Am Abend des 26. Juni 2018 zeigte der Literaturkurs der Stufe Q1 unter der Leitung von Frau Wulf-Dünner ein beeindruckende Inszenierung des Theaterstücks „Kindertransport“ der englischen Autorin Diane Samuels. Das Drama beleuchtet am Beispiel einer Familie die Geschichte zahlreicher deutscher jüdischer Kinder, die zwischen Dezember 1938 und September 1939 ohne ihre Eltern Zuflucht in englischen Familien fanden und so vor der Verfolgung durch die Nationalsozialisten gerettet werden konnten. Zu Beginn der 90er Jahre schrieb und veröffentlichte die Autorin ihr Werk nach zahlreichen erschütternden Interviews mit verschiedenen „Kindern“ – den Teilnehmern der Kindertransporte. Es wurde 1993 zum ersten Mal in London aufgeführt.
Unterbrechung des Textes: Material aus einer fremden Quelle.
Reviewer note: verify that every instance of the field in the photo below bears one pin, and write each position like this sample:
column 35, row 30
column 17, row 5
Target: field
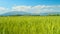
column 30, row 25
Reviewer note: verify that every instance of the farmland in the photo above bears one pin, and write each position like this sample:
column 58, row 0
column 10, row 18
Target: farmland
column 30, row 25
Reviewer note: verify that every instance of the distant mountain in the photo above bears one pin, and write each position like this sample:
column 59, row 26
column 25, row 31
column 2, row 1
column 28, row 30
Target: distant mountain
column 15, row 13
column 49, row 13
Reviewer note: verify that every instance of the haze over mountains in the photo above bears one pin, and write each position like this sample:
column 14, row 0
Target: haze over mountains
column 27, row 13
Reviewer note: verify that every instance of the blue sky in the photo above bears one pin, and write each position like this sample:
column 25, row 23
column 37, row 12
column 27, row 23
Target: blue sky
column 9, row 4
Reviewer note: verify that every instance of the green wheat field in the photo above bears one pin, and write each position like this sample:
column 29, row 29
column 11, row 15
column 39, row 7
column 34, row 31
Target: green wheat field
column 30, row 25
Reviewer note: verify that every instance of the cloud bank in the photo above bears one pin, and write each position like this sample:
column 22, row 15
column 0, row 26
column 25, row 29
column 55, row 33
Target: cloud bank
column 34, row 9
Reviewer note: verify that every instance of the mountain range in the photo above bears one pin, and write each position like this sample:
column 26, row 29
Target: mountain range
column 27, row 13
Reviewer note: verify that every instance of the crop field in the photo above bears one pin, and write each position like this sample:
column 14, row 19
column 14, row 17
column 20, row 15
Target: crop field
column 30, row 25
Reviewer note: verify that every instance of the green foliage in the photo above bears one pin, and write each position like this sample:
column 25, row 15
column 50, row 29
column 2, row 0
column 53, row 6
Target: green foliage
column 30, row 25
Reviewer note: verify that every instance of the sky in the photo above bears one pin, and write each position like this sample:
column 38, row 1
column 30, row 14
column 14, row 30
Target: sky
column 34, row 6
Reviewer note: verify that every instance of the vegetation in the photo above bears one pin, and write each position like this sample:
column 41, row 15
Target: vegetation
column 30, row 25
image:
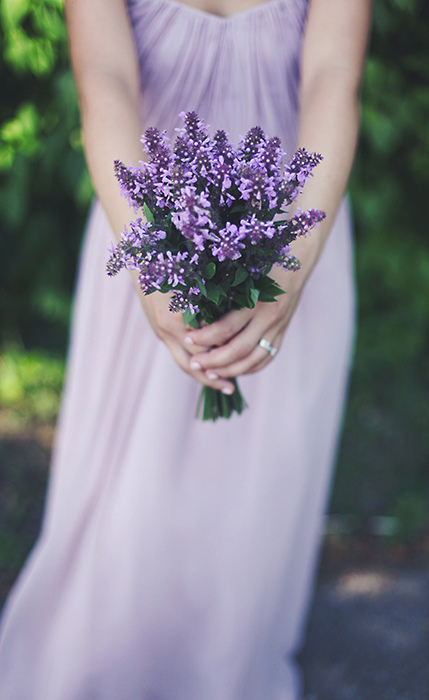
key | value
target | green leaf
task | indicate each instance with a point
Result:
(148, 214)
(210, 271)
(240, 276)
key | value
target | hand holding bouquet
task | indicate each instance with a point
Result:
(214, 225)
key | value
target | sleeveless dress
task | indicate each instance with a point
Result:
(176, 557)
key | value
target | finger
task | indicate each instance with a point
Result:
(220, 332)
(236, 349)
(256, 360)
(244, 366)
(182, 359)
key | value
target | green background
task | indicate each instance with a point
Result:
(45, 194)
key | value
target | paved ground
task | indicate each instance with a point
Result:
(368, 634)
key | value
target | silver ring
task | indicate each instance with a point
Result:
(266, 345)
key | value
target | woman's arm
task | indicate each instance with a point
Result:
(332, 61)
(106, 73)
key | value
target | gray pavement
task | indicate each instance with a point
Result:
(368, 635)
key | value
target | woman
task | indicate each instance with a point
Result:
(176, 557)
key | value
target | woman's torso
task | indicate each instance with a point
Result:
(235, 71)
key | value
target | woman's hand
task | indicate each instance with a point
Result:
(230, 346)
(169, 327)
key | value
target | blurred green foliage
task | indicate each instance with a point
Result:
(44, 184)
(384, 454)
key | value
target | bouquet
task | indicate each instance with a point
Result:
(212, 224)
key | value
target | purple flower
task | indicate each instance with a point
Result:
(256, 187)
(304, 221)
(251, 144)
(229, 243)
(183, 302)
(254, 230)
(298, 170)
(135, 183)
(169, 267)
(290, 262)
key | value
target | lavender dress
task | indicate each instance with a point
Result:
(176, 557)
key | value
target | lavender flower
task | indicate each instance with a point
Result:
(208, 230)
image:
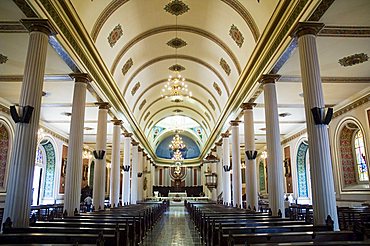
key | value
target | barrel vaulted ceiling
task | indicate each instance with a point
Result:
(223, 47)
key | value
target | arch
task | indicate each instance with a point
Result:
(168, 57)
(5, 151)
(347, 163)
(187, 80)
(116, 4)
(302, 169)
(178, 28)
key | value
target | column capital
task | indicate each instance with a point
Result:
(127, 134)
(39, 25)
(225, 135)
(116, 122)
(235, 122)
(306, 28)
(81, 77)
(246, 106)
(135, 143)
(269, 78)
(103, 105)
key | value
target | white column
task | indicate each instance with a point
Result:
(126, 168)
(226, 168)
(100, 155)
(323, 193)
(115, 165)
(22, 162)
(219, 168)
(274, 154)
(72, 191)
(134, 181)
(236, 164)
(250, 156)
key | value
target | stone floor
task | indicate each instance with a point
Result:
(174, 228)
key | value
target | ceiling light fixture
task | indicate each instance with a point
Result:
(176, 87)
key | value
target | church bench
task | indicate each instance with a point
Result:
(250, 238)
(55, 238)
(120, 235)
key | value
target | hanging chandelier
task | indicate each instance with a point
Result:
(176, 86)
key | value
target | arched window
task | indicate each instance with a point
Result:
(359, 145)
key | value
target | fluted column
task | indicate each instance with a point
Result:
(250, 156)
(323, 193)
(219, 168)
(100, 157)
(115, 165)
(126, 168)
(22, 162)
(226, 168)
(236, 164)
(274, 154)
(135, 161)
(72, 191)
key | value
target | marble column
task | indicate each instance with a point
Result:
(236, 164)
(115, 165)
(219, 168)
(126, 168)
(323, 193)
(250, 156)
(22, 161)
(100, 157)
(134, 179)
(274, 154)
(72, 192)
(226, 186)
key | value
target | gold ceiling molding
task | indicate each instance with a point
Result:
(168, 57)
(161, 98)
(190, 81)
(104, 15)
(173, 28)
(243, 12)
(176, 106)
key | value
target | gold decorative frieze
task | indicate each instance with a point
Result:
(115, 35)
(236, 35)
(225, 66)
(211, 104)
(3, 59)
(217, 88)
(176, 7)
(127, 66)
(135, 88)
(142, 104)
(176, 43)
(176, 68)
(353, 59)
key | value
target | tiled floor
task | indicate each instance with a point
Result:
(174, 228)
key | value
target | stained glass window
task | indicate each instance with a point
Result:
(360, 157)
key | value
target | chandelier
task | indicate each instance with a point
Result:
(176, 86)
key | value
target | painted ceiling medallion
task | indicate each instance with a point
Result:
(135, 88)
(225, 66)
(115, 35)
(211, 104)
(146, 116)
(353, 59)
(176, 43)
(176, 7)
(176, 68)
(3, 59)
(236, 35)
(217, 88)
(127, 66)
(142, 104)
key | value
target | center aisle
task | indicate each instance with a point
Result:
(174, 228)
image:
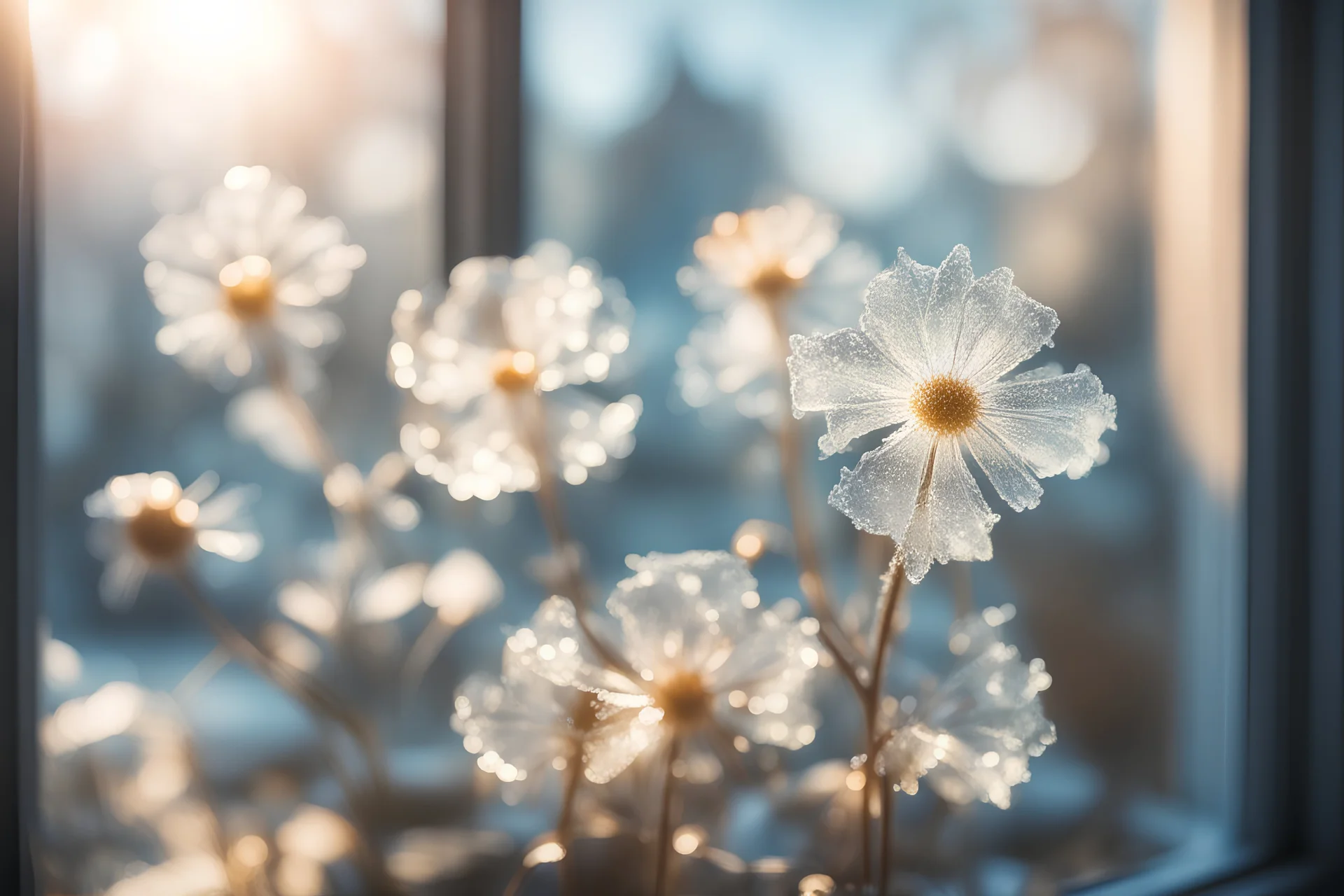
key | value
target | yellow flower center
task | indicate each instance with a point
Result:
(945, 405)
(773, 282)
(159, 533)
(515, 371)
(683, 700)
(249, 290)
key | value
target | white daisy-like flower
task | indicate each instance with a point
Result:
(486, 374)
(784, 260)
(152, 523)
(519, 724)
(702, 656)
(974, 736)
(374, 496)
(245, 274)
(932, 354)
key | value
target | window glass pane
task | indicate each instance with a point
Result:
(1097, 150)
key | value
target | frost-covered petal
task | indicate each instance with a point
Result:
(680, 610)
(847, 377)
(121, 580)
(461, 586)
(945, 316)
(1051, 424)
(1000, 327)
(953, 523)
(1011, 477)
(879, 493)
(391, 594)
(974, 735)
(610, 750)
(515, 718)
(895, 305)
(262, 416)
(554, 647)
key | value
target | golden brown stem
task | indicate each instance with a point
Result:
(323, 704)
(565, 824)
(811, 575)
(664, 840)
(531, 415)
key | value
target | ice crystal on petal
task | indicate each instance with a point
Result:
(148, 520)
(245, 269)
(698, 657)
(974, 736)
(784, 260)
(486, 374)
(930, 355)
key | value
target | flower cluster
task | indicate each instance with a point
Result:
(764, 270)
(974, 734)
(152, 523)
(487, 374)
(932, 354)
(695, 653)
(246, 276)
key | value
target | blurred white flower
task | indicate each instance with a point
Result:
(374, 498)
(930, 354)
(484, 372)
(976, 732)
(702, 654)
(245, 276)
(460, 586)
(151, 523)
(764, 262)
(521, 724)
(463, 586)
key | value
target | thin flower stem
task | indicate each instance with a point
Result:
(283, 384)
(664, 840)
(515, 883)
(565, 824)
(422, 653)
(318, 700)
(533, 421)
(885, 836)
(811, 577)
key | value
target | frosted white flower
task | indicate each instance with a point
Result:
(702, 656)
(246, 273)
(785, 261)
(486, 374)
(374, 498)
(458, 587)
(152, 523)
(521, 724)
(932, 354)
(974, 736)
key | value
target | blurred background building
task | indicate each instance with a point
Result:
(1096, 148)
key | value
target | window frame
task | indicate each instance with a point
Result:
(1294, 783)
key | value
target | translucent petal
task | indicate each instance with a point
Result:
(953, 523)
(680, 610)
(879, 493)
(610, 750)
(226, 510)
(554, 647)
(945, 317)
(999, 328)
(517, 718)
(393, 594)
(894, 315)
(1011, 477)
(463, 584)
(974, 736)
(846, 375)
(1050, 424)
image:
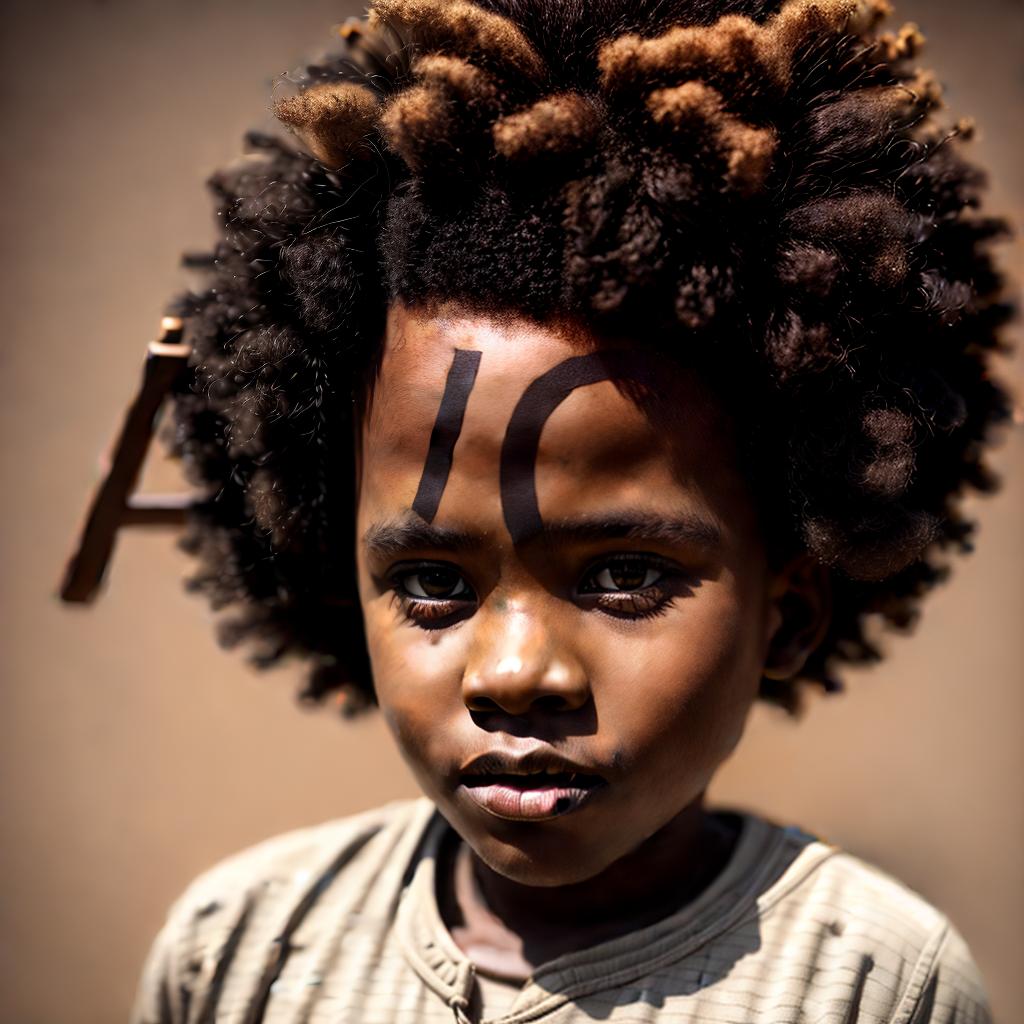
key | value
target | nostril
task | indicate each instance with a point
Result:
(551, 701)
(481, 704)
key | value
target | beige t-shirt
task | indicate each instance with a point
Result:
(339, 923)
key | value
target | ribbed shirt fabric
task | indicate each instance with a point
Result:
(339, 923)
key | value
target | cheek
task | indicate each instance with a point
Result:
(682, 687)
(417, 677)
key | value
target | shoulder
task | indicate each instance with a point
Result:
(258, 890)
(866, 935)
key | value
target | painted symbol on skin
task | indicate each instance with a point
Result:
(448, 426)
(522, 437)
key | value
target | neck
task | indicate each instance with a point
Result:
(509, 928)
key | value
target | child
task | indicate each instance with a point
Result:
(596, 369)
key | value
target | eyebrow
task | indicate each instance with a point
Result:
(385, 540)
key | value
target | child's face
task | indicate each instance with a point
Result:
(626, 642)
Die Schülerinnen und ihre Spielleiterin stellten sich der großen Herausforderung, die vielschichtigen, oft widersprüchlichen Gefühle der jungen Eva und ihrer leiblichen Mutter Helga, der erwachsenen Eva, nun Evelyn genannt, ihrer Tochter Faith und ihrer Pflegemutter Lil zu zeigen, was ihnen bravourös gelungen ist. Die historische und die gegenwärtige Perspektive wurden vor nur einem Bühnenbild gestaltet, die Szenenfolge gekonnt durch entsprechende Beleuchtungswechsel voneinander unterschieden, was die Schülerinnen durch den geschickten Einsatz der im Theatersaal neu installierten Lichtanlage erreichten.

Der Literaturkurs hat das Stück in englischer Sprache präsentiert, eine beachtliche Leistung insbesondere der fünf Hauptdarstellerinnen, die alle auf überzeugende Weise die vielen Facetten der Nähe und Distanz, Zuneigung und Abwehr, Hilfe und Ohnmacht in den jeweiligen Beziehungen der Figuren zueinander zeigten.

80 Jahre nach dem ersten Kindertransport deutscher jüdischer Kinder nach England hat das Theaterstück „Kindertransport“ der englischen Autorin Diane Samuels seine Aktualität nicht verloren. Mit der Aufführung lenkte der Literaturkurs den Blick auch auf heute unbegleitete minderjährige Flüchtlinge und deren Schicksal. So gelang den Schauspielerinnen auf eindringliche Weise die Verbindung der Vergangenheit mit der Gegenwart.